Que estén tranquilos, que muchas veces en la vida tenemos que defender nuestro trabajo ante personas desconocidas y, aunque el miedo escénico y los nervios se pueden apoderar de uno, lo importante de un trabajo de investigación de meses y meses es que vea la luz, darlo a conocer y comunicarlo. Sin esta parte nada tendría sentido. Por eso ha de defenderse con contundencia y gran seguridad, para sufragar las horas de trabajo e investigación, los fracasos y momentos de desesperación que hemos vivido durante todo el proceso.
4. ¿Hoy en día hay suficientes iniciativas que ayuden a fomentar la curiosidad investigadora entre los jóvenes? (Por ejemplo, premios, subvenciones, apoyo social...)
En Galicia no se promocionan suficientemente los trabajos de investigación porque no son obligatorios dentro del sistema educativo, se deja a la libre voluntad de los alumnos. Esto hace que sólo una pequeña minoría muestre interés en participar en certámenes, expo ciencias... Haría falta una mayor involucración de las autoridades educativas para subsanar este problema.
5. ¿Cuáles son los temas relacionados con el medioambiente qué más interesan a tus alumnos?
Las energías renovables, la reutilización y el reciclaje, el ahorro energético y los problemas medioambientales (efecto invernadero, lluvia ácida...), son temas recurrentes en los trabajos de investigación que los alumnos del colegio desarrollan año tras año.
6. ¿Qué destacas como aspecto más positivo del Stockholm Junior Water Prize?
La oportunidad de poder estar en un certamen internacional al más alto nivel. Poder compartir con gentes de todo el mundo la emoción ante un evento así. La presencia de personalidades a nivel político, cultural y científico.
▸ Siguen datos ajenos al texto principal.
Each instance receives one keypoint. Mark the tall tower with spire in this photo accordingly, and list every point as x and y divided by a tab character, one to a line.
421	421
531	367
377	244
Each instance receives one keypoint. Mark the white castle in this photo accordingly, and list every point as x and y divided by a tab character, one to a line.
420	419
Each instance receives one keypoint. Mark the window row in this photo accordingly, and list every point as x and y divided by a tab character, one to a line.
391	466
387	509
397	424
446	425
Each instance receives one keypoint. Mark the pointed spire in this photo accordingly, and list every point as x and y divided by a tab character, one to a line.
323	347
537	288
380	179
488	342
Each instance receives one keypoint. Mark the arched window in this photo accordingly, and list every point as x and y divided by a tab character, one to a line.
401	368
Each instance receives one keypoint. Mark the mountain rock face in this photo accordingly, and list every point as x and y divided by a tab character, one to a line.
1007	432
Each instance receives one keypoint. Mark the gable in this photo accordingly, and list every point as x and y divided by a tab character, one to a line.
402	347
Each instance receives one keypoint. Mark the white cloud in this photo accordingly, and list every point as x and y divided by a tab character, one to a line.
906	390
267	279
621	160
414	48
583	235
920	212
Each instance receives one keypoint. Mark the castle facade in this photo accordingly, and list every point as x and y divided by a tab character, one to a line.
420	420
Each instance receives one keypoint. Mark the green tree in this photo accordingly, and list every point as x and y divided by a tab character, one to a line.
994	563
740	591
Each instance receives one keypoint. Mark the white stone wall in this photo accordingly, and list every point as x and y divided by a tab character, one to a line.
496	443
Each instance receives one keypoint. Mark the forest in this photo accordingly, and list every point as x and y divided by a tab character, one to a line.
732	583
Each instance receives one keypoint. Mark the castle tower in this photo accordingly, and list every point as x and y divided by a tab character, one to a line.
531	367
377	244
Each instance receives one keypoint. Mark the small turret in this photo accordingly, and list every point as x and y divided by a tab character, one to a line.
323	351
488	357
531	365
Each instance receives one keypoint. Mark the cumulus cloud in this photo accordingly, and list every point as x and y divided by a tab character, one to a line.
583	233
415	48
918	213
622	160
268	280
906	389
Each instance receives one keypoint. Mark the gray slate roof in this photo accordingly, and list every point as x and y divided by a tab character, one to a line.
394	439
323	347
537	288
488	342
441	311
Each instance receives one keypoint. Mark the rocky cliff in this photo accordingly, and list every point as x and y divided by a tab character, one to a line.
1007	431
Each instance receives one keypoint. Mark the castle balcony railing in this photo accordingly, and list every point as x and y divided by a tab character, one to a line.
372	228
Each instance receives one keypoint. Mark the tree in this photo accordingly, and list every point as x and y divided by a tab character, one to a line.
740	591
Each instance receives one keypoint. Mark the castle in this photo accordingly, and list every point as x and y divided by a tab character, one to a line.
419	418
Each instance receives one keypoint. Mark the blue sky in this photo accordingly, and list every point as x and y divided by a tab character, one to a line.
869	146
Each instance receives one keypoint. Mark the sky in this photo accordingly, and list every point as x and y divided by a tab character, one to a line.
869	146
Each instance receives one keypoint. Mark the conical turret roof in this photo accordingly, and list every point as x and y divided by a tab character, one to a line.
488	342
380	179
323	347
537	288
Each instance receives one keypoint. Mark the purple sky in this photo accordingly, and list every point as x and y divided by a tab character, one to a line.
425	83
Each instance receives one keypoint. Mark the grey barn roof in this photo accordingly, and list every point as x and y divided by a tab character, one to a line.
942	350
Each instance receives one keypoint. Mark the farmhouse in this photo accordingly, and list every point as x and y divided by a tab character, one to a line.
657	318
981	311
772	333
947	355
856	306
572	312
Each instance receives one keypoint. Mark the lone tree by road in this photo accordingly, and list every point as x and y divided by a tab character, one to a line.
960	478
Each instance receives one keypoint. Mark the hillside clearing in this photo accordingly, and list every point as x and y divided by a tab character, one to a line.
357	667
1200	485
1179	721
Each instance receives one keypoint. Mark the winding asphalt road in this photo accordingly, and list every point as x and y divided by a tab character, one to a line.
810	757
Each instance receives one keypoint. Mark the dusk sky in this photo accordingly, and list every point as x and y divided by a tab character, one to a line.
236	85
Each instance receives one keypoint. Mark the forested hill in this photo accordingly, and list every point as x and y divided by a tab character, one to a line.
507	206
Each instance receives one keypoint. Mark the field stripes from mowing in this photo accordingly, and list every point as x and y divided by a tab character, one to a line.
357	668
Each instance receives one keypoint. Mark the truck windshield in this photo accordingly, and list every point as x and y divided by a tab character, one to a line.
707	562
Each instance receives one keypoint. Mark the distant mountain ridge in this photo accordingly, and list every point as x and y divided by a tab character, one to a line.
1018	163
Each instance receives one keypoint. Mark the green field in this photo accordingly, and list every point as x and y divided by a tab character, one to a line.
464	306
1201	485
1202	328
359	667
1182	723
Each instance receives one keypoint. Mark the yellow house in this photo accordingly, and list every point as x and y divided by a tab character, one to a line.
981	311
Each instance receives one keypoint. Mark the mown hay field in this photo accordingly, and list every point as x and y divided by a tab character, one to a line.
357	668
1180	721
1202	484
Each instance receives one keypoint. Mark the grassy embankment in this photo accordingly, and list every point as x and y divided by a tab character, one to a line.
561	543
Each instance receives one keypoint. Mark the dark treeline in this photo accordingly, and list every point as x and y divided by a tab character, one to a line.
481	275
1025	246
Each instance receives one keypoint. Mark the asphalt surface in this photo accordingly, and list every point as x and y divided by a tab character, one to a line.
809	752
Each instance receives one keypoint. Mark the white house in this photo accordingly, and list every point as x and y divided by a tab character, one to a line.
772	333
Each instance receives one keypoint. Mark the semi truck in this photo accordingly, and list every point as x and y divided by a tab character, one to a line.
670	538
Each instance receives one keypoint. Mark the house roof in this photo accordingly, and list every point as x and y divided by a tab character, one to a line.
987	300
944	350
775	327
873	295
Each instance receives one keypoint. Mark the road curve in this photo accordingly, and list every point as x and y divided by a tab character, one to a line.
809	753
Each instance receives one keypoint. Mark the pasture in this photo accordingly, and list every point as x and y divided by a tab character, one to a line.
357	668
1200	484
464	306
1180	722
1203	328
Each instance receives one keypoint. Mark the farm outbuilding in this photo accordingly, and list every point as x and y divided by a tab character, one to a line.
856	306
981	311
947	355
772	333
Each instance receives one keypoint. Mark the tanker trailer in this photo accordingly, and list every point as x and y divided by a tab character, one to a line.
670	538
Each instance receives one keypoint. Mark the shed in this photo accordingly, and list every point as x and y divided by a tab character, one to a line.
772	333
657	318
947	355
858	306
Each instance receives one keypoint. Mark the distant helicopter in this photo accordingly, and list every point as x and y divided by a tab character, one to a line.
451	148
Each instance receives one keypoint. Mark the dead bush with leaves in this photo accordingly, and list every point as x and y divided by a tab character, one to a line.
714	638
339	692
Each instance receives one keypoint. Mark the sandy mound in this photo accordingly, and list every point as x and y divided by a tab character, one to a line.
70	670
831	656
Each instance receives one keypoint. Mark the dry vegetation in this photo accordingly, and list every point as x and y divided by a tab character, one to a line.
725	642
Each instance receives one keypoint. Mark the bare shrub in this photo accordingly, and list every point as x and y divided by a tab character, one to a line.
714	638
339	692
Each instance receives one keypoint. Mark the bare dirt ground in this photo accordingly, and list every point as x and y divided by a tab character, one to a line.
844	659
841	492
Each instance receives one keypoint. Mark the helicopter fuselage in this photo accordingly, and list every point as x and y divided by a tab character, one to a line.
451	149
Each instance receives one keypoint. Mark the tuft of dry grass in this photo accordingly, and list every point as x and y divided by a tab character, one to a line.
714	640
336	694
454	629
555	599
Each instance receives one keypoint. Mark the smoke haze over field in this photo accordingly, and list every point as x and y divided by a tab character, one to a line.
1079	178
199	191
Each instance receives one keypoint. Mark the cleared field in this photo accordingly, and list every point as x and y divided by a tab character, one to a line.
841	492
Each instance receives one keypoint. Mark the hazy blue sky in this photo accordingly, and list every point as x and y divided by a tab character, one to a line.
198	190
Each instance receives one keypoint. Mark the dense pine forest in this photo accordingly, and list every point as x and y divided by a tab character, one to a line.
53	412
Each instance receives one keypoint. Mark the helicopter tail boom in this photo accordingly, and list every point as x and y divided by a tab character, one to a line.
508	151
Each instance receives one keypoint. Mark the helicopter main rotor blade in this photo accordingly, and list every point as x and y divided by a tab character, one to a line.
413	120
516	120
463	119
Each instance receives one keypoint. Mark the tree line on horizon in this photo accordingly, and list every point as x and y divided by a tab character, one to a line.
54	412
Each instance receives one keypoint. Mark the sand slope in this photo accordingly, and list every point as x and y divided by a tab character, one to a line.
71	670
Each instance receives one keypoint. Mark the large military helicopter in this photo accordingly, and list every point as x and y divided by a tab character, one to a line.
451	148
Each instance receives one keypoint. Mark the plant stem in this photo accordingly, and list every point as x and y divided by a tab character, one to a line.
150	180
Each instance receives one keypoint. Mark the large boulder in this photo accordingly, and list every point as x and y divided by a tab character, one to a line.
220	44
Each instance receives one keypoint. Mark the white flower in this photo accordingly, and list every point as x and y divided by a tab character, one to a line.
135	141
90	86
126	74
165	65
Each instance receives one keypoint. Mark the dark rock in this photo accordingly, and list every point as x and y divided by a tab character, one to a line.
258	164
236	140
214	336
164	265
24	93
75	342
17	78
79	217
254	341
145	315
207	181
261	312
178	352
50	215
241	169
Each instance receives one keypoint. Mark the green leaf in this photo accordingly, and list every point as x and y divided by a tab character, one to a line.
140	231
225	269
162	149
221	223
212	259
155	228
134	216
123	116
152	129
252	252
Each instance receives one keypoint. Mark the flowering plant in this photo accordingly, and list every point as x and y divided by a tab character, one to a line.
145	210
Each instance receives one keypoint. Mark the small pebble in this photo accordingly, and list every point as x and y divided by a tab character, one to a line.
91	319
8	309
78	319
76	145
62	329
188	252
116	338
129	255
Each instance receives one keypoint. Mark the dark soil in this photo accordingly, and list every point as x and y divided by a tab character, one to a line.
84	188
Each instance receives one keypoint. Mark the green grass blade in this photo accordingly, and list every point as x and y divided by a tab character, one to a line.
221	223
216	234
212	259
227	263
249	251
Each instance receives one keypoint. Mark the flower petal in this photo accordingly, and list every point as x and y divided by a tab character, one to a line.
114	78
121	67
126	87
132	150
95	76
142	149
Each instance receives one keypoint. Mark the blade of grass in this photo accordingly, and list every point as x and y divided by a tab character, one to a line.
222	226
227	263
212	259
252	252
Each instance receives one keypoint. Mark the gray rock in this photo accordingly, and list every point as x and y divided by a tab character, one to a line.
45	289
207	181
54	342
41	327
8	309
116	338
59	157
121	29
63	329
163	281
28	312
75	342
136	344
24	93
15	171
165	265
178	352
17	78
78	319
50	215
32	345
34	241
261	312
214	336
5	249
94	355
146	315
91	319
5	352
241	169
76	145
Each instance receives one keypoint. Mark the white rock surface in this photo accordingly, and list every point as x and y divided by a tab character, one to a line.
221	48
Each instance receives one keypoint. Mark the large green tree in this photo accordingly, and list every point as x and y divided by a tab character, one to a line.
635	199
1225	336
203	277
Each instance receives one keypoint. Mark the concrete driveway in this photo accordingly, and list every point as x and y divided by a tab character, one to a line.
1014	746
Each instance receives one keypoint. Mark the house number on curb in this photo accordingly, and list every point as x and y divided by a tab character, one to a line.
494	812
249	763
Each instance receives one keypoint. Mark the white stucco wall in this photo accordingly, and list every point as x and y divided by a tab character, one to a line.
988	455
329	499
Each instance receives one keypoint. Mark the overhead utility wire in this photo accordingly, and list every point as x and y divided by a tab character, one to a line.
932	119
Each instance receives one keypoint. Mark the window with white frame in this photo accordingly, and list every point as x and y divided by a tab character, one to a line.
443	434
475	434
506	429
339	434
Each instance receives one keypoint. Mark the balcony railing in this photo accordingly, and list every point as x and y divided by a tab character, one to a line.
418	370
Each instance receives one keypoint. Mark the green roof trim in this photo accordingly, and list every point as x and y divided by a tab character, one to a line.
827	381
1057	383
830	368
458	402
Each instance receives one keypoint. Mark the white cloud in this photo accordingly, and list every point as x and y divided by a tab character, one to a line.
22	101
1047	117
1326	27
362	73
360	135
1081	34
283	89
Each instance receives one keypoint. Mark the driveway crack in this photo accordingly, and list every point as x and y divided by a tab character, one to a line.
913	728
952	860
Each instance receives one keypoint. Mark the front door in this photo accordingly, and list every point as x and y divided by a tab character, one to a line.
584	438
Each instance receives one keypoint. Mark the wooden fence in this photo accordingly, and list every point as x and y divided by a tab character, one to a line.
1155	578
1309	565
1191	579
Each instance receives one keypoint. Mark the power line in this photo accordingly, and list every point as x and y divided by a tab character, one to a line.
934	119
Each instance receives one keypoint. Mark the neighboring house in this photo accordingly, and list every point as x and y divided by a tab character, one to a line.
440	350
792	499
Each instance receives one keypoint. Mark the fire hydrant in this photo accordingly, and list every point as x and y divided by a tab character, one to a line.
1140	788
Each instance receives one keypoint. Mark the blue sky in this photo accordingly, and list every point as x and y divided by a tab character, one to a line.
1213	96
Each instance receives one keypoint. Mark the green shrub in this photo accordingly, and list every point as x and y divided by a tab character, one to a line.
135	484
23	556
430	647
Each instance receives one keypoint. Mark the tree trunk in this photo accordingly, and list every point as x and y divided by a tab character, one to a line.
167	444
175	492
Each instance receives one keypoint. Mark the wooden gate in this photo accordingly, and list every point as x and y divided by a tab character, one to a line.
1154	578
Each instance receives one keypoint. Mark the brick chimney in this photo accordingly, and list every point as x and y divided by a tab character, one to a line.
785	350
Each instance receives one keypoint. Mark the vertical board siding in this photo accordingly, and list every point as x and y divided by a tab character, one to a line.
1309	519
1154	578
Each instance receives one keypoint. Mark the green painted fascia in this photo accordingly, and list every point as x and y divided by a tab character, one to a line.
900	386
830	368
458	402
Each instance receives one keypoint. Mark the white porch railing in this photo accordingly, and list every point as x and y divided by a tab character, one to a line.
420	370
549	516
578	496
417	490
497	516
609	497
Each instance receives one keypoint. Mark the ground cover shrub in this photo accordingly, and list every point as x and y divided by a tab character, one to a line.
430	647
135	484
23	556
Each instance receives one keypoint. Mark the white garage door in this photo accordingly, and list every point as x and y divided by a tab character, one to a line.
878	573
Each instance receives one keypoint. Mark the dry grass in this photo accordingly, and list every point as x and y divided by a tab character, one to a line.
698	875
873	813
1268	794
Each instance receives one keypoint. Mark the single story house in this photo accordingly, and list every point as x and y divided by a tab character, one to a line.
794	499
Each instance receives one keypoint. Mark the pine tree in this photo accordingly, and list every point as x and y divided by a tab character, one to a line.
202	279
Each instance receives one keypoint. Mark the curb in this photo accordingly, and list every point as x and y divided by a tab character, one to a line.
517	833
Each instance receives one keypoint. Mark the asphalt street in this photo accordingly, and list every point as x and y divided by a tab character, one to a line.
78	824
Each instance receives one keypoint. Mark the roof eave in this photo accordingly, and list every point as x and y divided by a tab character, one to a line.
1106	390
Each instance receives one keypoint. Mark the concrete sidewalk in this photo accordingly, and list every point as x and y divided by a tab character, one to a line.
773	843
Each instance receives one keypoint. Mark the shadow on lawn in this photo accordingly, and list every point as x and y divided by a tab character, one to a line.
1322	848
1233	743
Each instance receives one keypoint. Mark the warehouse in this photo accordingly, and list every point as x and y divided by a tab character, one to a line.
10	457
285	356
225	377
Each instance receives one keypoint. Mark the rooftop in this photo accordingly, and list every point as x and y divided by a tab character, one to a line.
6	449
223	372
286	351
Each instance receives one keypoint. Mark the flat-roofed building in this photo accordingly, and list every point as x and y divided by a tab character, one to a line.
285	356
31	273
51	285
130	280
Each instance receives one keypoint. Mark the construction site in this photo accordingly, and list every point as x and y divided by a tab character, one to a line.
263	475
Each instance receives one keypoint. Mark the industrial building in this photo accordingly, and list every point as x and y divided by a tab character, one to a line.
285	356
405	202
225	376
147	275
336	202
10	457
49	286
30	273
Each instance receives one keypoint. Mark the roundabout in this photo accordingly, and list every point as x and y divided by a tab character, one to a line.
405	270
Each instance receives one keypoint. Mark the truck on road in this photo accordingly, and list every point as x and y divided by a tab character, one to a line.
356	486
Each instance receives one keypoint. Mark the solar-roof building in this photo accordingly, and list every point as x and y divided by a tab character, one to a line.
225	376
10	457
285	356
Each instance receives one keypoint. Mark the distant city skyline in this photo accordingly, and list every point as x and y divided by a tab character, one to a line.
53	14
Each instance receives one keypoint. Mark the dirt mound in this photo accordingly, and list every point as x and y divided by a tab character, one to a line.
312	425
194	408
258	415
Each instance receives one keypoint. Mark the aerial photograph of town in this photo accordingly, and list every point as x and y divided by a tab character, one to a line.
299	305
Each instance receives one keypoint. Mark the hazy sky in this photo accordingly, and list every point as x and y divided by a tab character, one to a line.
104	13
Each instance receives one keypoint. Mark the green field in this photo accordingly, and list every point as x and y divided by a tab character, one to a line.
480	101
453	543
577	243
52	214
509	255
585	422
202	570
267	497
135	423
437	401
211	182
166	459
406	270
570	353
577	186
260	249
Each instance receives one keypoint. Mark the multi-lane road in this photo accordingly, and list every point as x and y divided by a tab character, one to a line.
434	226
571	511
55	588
Sin olvidar tampoco la satisfacción de haber sido elegido nuestro trabajo como el mejor entre todos los presentados en España.
7. ¿Cómo valoras el acto de selección del finalista español que se celebra en Barcelona?
Valoro mucho la atención, el rigor y la excelente organización de todo el proceso, además del trato cordial que se brinda a los participantes. Los nervios se van perdiendo con el paso de las horas y, al final, los chicos/as acaban sintiéndose en familia. A veces, los jurados de otros certámenes se olvidan de que están tratando con adolescentes y que las malas experiencias acaban marcando a estos jóvenes. El jurado y la organización española del Water Prize, aparte de su cualificación como profesionales, hace gala de excelentes cualidades humanas.